Historically, feminist counseling and multicultural counseling have remained mostly separate and disconnected movements (Reynolds & Constantine, 2004). Feminist therapy has been criticized for its lack of attention to sociocultural factors other than gender and for ignoring the contributions of "women of color who ... have made important contributions to feminist understandings of psychotherapy that provide us with insights into our understanding of both gender and race/ethnic biases" (Espin, 1993, p. 104). Important to the future of feminist counseling will be the ability of its theorists, scholars, and practitioners to acknowledge the additive experiences of women of color.

Espin (1993) pointed out this lack of acknowledgment of the contributions of women of color in the development of theory in feminist counseling as well as the omission of multi- culturalism as an integral part of the development of theory and practice. In recent years, feminist theorists have increasingly called for cultural diversity to become a central and defining characteristic of therapy (Enns, 2004; Whalen et al., 2004; E. N. Williams & Barber, 2004) and for an integration of the feminist, multicultural, and social justice approaches to counseling (Crethar, Torres Rivera, & Nash, 2008). These three approaches share the goals of working toward social change and advocating for the empowerment of all clients by giving a voice to the unheard (Green, McCollum, & Hays, 2008). Their common threads include establishing egalitarian relationships and fostering change at both the individual and societal levels (see Chapter 2).
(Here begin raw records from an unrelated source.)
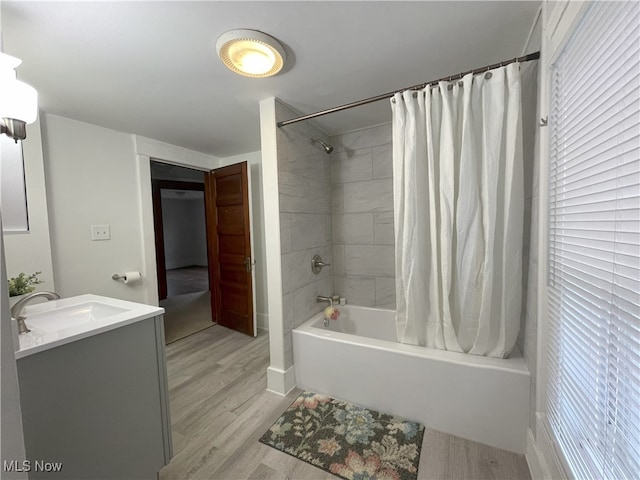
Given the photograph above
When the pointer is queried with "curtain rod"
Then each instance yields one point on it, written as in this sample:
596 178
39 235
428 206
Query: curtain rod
377 98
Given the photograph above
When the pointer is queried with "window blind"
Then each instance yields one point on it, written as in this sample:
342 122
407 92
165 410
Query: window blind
593 398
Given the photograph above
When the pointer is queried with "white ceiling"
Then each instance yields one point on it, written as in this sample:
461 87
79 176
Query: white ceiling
150 68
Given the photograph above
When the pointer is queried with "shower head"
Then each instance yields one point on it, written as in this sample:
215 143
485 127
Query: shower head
327 148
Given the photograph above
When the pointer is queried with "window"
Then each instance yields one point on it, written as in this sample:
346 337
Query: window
593 397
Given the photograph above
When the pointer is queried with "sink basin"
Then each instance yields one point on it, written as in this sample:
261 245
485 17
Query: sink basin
58 322
72 316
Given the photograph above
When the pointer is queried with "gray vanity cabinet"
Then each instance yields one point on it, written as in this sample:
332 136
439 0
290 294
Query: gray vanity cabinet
99 405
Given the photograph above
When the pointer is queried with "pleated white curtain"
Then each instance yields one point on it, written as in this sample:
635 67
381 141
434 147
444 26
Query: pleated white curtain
458 208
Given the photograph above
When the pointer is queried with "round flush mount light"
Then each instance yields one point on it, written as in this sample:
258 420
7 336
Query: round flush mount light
251 53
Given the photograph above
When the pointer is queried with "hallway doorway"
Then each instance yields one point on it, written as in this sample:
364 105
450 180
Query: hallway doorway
181 249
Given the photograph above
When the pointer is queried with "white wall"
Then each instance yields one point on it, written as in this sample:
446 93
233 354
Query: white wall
11 434
31 252
92 180
184 229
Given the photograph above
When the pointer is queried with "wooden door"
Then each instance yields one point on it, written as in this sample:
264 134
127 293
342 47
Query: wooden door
229 246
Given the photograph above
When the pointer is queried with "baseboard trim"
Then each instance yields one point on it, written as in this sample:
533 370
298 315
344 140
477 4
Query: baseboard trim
281 381
535 459
262 319
542 454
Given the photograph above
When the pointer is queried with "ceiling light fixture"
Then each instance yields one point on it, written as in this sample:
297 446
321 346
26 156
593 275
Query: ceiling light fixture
18 101
251 53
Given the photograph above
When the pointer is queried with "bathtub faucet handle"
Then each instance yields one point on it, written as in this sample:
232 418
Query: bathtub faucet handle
320 298
317 264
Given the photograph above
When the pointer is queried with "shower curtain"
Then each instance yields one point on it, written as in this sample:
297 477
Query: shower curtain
458 211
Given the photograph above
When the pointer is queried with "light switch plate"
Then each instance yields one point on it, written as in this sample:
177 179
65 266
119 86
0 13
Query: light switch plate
100 232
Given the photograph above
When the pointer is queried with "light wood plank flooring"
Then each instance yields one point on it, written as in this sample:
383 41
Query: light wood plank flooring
220 408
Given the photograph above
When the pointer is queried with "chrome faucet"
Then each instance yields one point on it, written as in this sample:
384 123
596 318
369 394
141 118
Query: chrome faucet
16 310
320 298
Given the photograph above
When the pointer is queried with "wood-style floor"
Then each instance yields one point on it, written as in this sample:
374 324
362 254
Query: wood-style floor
220 408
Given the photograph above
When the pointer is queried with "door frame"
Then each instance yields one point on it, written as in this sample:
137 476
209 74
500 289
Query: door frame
146 150
156 191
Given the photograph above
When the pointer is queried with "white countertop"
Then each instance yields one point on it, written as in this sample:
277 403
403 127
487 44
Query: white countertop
58 322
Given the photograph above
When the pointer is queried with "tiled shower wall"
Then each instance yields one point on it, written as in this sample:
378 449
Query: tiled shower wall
362 217
304 184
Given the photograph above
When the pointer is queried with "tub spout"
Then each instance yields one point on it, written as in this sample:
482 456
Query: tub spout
319 299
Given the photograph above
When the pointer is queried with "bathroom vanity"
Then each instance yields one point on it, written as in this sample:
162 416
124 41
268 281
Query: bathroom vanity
93 388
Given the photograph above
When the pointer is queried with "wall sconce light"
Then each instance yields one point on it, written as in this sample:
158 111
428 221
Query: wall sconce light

Progressive changes in the field of feminist psychology are indicative of a greater awareness by European American feminists that the concerns and experiences of women who are not European American, middle class, or heterosexual are equally valid as those who are (Μ. K. Williams, McCandies, & Dunlap, 2002). Effective multicultural feminist counseling requires knowledge and understanding of the oppressions of culturally different clients and skills that are inclusive and punctuated by culturally sensitive behavior. Acknowledgment of the existence and counterproductive influence of racism, classism, heterosexism, and other oppressive behaviors on the counseling process is the first step in developing multicultural, feminist counseling for social justice.